52 Ancestors, Week 12: Membership

It’s Week 12 of the 52 Ancestors in 52 Weeks project, created by genealogist Amy Johnson Crow. And this week, the theme is Membership.

I often see posts on genealogy-related pages from people who are trying to establish their eligibility for membership in U.S. lineage organizations such as the Daughters of the American Revolution, the Mayflower Society, the Jamestown Society, and the Colonial Dames. I am eligible for none of these.

Lineage organizations require documentation of descent from an ancestor who, for example, fought in the American Revolution or traveled to Virginia as one of the original Jamestown settlers. As far as I can tell, my earliest ancestor to reach the New World from Italy was my mother’s maternal grandfather Felix Bartocci, who came in 1888. He was probably named Felice when he was born in Sigillo, in the Perugia region of Umbria, but would have changed it to Felix when he emigrated. Most of my ancestors emigrated here from Italy between 1900 and 1910. Like many of the men in my family who were in the U.S. in the first half of the 20th century, he mined coal.
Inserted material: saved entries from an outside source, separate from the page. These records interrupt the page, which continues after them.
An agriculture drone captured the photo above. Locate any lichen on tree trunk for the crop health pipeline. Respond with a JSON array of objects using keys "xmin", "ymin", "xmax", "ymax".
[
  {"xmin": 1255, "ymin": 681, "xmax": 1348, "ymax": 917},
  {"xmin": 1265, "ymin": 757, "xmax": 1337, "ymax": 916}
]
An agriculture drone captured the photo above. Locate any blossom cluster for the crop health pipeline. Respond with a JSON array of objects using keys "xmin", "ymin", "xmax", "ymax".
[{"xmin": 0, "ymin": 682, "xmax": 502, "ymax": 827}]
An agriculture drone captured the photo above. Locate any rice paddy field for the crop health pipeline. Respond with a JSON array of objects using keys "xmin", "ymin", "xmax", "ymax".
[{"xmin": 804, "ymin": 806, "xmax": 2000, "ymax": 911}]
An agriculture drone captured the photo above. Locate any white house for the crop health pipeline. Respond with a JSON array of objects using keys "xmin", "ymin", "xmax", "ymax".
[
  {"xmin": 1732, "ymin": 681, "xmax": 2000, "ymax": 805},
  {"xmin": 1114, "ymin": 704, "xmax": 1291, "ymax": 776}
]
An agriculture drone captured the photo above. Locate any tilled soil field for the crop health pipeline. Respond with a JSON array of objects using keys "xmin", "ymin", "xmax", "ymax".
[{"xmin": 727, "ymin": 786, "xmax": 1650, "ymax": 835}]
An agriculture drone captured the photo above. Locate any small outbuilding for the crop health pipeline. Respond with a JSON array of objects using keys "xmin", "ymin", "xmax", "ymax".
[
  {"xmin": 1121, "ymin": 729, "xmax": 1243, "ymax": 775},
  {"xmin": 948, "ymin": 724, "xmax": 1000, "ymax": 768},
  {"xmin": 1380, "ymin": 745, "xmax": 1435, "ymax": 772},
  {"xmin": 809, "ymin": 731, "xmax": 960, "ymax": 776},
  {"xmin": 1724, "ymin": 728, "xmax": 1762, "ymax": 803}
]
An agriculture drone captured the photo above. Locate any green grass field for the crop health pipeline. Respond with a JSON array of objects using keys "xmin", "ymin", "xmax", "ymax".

There are several membership groups for Italian-Americans, though as far as I know, none of them require any proof of lineage. But if anyone wants to start a lineage organization for the Daughters of Italian Coal Miners, I’m in.

These are coal miners near Hazelton, Pennsylvania, around 1900. I have no evidence that any of my ancestors are in this photo; in fact, most were not yet in the U.S. at this point, though a few were — including Felice Bartocci — and were mining coal in the area. If there is a membership organization for Daughters of Italian Coal Miners, I am totally eligible.